Alla vigilia, il capo dell’intelligence Kirill Budanov e il ministro degli esteri Kuleba avevano addirittura sentenziato che la guerra sarebbe finita “entro l’estate” e profetizzato il “disgregamento” della Russia; il presidente Zelensky sprizzava ottimismo al punto da pregustare un summer party sulle spiagge dorate di Fedosia.

Tanto era l’entusiasmo tra gli ucraini, sempre più persi nella loro autocostruita realtà virtuale, che il 24 marzo il Kyiv Indipendent propalava la topica che i russi avevano già “cominciato l’evacuazione della penisola di Crimea”. Che ci credessero davvero o che fossero parole di circostanza, anche gli americani si mostravano fiduciosi nel successo del loro alleato. Il generale Ben Hodges il 18 febbraio aveva affermato che gli ucraini “avevano una realistica chance di liberare la Crimea entro la fine dell’estate”.

Ciclicamente gli americani riescono a convincere o ad assoldare qualche sciagurato governante a condurre il proprio popolo al massacro. Quindi, nihil novum sub soli: esattamente quindici anni fa gli USA incoraggiarono l’allora presidente georgiano Mikheil Saakashvili ad attaccare l’Ossezia del sud, protetta dalla Russia, in cambio della promessa di un futuro ingresso del suo paese nella NATO e nell’UE.

La malriposta fiducia di Saakashvili nelle promesse americane si tradusse in una disastrosa sconfitta militare e nella conseguente estromissione dalla vita politica. L’ex presidente si trova attualmente in carcere in Georgia per malversazione e abuso d’ufficio dopo aver tentato maldestramente negli anni passati di rifarsi una carriera politica, guarda caso, proprio in Ucraina.

Partita il 5 giugno con grandi squilli di fanfara, alla prova dei fatti l’“operazione Azov” si è rivelata per gli ucraini un sanguinoso e clamoroso fallimento. Anziché penetrare nel burro delle difese russe, l’esercito di Kiev, giorno dopo giorno, ha continuato a schiantarsi in assalti frontali contro i campi minati, i fossati anticarro e il reticolo delle trincee russe nella regione di Zaporizhzhia. Si sta ripetendo il copione del sanguinoso “tritacarne” in stile prima guerra mondiale che si era già visto in azione a Mariupol e a Bakhmut.

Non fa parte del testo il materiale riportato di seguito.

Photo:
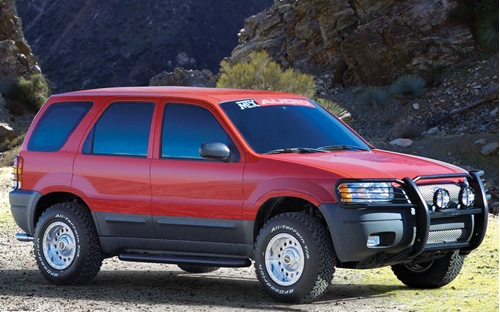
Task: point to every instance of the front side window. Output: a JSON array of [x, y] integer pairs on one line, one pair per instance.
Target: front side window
[[123, 129], [56, 125], [186, 127]]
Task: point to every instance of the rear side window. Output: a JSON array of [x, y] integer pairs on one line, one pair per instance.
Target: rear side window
[[56, 125], [123, 129]]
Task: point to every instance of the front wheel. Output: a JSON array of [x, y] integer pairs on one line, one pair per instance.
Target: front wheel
[[294, 258], [432, 274], [66, 245]]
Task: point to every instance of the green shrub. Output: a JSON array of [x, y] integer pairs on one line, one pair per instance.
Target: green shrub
[[481, 16], [260, 73], [28, 93], [409, 85], [335, 109], [487, 31], [373, 97]]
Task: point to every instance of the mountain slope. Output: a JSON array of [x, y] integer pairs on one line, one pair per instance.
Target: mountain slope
[[84, 44]]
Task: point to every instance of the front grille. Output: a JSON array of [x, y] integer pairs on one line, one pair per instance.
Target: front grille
[[446, 236]]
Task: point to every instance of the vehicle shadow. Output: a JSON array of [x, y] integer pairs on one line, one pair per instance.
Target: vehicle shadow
[[221, 289]]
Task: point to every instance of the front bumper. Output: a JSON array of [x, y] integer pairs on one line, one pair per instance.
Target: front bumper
[[405, 231]]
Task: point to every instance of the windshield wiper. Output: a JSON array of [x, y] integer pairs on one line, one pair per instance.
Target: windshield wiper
[[340, 147], [297, 150]]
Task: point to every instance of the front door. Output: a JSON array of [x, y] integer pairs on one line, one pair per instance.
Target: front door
[[197, 202]]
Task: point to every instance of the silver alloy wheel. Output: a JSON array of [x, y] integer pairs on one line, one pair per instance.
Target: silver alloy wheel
[[419, 267], [59, 245], [284, 259]]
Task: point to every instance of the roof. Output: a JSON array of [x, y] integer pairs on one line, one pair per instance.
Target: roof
[[219, 94]]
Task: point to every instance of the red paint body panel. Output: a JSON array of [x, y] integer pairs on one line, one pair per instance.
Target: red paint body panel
[[197, 189]]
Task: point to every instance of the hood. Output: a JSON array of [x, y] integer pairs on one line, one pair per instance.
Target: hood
[[371, 164]]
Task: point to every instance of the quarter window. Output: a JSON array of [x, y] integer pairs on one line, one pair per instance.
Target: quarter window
[[186, 127], [56, 125], [123, 129]]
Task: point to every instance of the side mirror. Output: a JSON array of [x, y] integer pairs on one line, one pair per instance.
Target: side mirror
[[215, 150]]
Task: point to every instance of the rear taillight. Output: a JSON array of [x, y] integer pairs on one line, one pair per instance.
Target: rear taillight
[[18, 172]]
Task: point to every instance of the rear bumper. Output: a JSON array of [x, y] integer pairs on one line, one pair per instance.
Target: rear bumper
[[22, 206], [405, 232]]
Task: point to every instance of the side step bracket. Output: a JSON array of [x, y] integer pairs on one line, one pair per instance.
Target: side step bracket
[[202, 261]]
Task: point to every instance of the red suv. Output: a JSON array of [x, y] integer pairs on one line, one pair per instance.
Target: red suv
[[208, 178]]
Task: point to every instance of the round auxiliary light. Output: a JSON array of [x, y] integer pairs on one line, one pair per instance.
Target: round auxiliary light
[[466, 197], [441, 198]]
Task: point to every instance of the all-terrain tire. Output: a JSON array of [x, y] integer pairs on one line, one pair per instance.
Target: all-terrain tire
[[294, 258], [66, 245], [192, 268], [433, 274]]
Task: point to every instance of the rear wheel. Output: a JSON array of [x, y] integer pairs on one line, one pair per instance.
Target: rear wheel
[[191, 268], [294, 258], [432, 274], [66, 245]]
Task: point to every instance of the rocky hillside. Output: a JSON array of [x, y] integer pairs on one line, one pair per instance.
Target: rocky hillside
[[351, 42], [83, 44], [16, 58]]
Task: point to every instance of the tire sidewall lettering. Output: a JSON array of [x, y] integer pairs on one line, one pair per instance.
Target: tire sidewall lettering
[[286, 228]]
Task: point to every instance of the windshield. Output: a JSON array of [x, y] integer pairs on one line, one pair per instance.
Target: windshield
[[290, 125]]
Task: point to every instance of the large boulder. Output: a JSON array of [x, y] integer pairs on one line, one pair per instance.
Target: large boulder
[[351, 42], [16, 58], [183, 77]]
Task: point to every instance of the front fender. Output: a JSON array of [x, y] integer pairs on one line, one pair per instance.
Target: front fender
[[286, 187]]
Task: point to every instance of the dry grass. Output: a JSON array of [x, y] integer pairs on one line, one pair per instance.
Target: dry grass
[[475, 289]]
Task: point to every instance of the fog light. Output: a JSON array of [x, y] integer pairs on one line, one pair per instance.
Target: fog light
[[466, 197], [373, 241], [441, 198]]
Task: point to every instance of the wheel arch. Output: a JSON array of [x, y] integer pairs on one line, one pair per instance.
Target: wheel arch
[[283, 204], [50, 199]]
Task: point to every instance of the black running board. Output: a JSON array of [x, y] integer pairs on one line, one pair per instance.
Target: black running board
[[202, 261]]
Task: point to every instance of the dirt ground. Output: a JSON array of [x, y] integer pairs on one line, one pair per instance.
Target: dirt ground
[[128, 286]]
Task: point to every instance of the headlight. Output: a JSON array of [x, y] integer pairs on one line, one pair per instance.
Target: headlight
[[466, 197], [365, 192], [441, 199]]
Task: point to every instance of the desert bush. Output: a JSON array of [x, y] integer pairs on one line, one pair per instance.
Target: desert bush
[[409, 129], [481, 16], [28, 93], [487, 31], [335, 109], [409, 85], [260, 73], [373, 97]]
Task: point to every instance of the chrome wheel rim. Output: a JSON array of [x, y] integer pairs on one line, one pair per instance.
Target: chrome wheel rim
[[284, 259], [59, 245]]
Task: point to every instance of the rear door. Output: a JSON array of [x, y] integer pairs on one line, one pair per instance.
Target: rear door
[[197, 202], [113, 169]]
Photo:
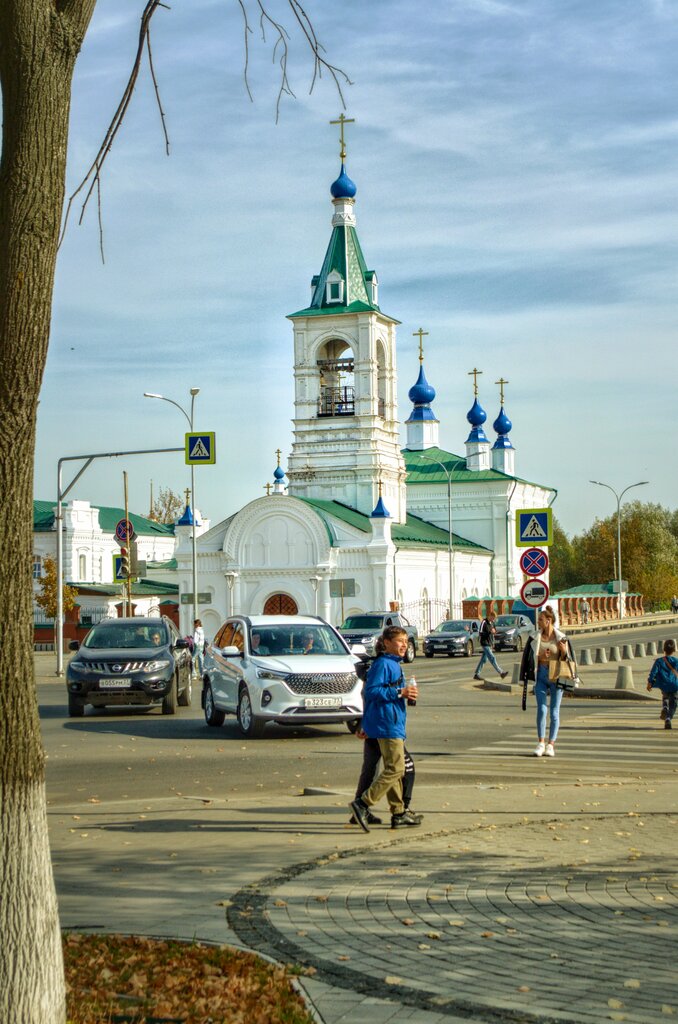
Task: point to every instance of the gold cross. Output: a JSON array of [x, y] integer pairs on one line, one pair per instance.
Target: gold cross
[[501, 383], [475, 374], [421, 334], [343, 121]]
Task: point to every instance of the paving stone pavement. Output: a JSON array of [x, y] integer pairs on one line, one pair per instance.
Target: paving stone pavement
[[555, 921]]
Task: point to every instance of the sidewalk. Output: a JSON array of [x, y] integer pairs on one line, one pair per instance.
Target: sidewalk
[[512, 903]]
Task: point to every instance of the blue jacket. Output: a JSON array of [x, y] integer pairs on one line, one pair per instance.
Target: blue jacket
[[385, 712], [662, 676]]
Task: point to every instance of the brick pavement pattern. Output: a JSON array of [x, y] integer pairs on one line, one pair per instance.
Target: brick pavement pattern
[[484, 926]]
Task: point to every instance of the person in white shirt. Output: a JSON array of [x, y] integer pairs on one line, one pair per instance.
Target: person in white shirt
[[198, 647]]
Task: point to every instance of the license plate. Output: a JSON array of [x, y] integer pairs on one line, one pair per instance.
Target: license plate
[[323, 702]]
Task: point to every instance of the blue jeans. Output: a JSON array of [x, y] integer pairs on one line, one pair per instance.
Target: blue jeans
[[547, 693], [486, 655]]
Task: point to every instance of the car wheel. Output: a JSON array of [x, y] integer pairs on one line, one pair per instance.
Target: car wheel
[[185, 696], [169, 701], [212, 715], [248, 723], [76, 708]]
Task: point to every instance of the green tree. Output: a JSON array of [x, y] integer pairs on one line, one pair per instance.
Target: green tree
[[46, 598], [40, 41]]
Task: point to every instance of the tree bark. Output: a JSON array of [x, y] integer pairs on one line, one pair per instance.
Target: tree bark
[[39, 44]]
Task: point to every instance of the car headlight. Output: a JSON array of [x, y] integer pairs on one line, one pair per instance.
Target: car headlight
[[157, 666], [270, 674]]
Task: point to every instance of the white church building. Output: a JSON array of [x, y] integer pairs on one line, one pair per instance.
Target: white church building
[[356, 521]]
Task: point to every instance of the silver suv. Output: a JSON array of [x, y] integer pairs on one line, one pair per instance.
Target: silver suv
[[293, 670]]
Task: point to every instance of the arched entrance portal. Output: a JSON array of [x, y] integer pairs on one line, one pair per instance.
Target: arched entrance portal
[[281, 604]]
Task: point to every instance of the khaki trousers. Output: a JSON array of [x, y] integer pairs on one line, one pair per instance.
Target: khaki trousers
[[390, 780]]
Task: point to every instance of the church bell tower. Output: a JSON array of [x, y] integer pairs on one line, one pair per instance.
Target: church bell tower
[[346, 437]]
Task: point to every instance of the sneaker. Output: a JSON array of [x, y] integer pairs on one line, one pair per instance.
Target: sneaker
[[372, 819], [405, 820], [361, 812]]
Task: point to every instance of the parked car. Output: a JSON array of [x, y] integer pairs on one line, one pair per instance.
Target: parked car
[[367, 628], [512, 631], [130, 662], [293, 670], [456, 636]]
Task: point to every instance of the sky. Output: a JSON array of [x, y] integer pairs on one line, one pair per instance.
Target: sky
[[516, 166]]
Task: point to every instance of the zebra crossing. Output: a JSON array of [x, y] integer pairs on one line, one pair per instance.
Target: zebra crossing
[[620, 739]]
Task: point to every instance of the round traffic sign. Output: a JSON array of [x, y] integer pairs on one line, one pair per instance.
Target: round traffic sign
[[124, 530], [534, 593], [534, 561]]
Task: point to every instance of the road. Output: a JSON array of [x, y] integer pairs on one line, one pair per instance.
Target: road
[[456, 732]]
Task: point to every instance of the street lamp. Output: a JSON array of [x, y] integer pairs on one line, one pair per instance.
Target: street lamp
[[193, 391], [450, 544], [619, 529]]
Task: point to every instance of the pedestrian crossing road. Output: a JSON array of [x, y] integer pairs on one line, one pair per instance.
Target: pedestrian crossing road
[[619, 740]]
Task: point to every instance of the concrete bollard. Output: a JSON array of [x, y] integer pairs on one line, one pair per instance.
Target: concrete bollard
[[624, 678]]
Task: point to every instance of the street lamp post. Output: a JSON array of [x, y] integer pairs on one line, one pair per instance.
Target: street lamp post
[[619, 529], [450, 542], [193, 391]]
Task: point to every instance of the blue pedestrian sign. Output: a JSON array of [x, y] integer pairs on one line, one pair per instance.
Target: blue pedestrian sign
[[534, 526], [201, 449]]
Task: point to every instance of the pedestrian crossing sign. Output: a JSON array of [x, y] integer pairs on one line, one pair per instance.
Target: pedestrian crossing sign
[[534, 527], [200, 450]]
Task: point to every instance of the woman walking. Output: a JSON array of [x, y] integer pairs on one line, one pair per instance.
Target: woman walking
[[547, 644]]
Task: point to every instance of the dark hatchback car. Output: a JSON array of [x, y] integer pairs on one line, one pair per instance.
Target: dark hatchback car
[[130, 662], [511, 632], [457, 636]]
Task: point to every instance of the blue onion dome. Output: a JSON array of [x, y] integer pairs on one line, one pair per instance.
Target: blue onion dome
[[476, 414], [502, 424], [343, 187], [422, 392]]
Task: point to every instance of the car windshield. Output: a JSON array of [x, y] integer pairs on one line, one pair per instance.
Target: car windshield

Al terribile costo di 40-50 mila tra morti e feriti, fin qui i guadagni territoriali sono stati pressoché nulli, i soldati ucraini sono riusciti a ad avanzare per 8-10 chilometri e occupare circa 200 km quadrati di territorio (che equivalgono allo 0,38% della regione di Zaporizhzhia e di quella di Donetsk) e un pugno di microscopici villaggi ormai cancellati dalla faccia della terra. E, soprattutto, le formazioni ucraine non sono riuscite a sfondare neppure la prima delle tre linee fortificate di resistenza nemiche disposte in profondità per decine di chilometri. Recentemente sono state gettate in prima linea anche le unità di élite ucraine, come la 82esima brigata d’assalto, una di quelle che in origine erano tenute in riserva per sfruttare e consolidare il successo del primo sfondamento. Nel disperato sforzo di avanzare e conseguire qualche successo, ora vengono usate anch’esse come “carne da cannone” contro la “linea Surovikin”.

Nel ridotto tratto di fronte meridionale tra Pyathikatki, Orekhovo Rabotino e Verbovoje, dove si ammassate più di venti grandi formazioni delle forze armate ucraine, giacciono, accanto a tanti cadaveri insepolti che è impossibile evacuare allo scoperto sotto il costante fuoco di artiglieria, le carcasse di centinaia tra carri armati Leopard 2A4 e 2A6, veicoli da combattimento americani M2 Bradley e veicoli corazzati Stryker, quei potenti mezzi messi a disposizione dall’occidente collettivo che, in teoria, avrebbero dovuto imprimere la svolta al potenziale bellico di Kiev.

Ancora poche settimane e la controffensiva ucraina è destinata fatalmente a esaurirsi, sia perché il logoramento delle truppe e dei materiali che va avanti da oltre novanta giorni non è ancora a lungo sostenibile, sia soprattutto perché l’autunno è alle porte e con esso la famosa Rasputiza, ossia l’impraticabilità del terreno causata dalle piogge. E per raggiungere Melitopol mancano ancora 90 chilometri.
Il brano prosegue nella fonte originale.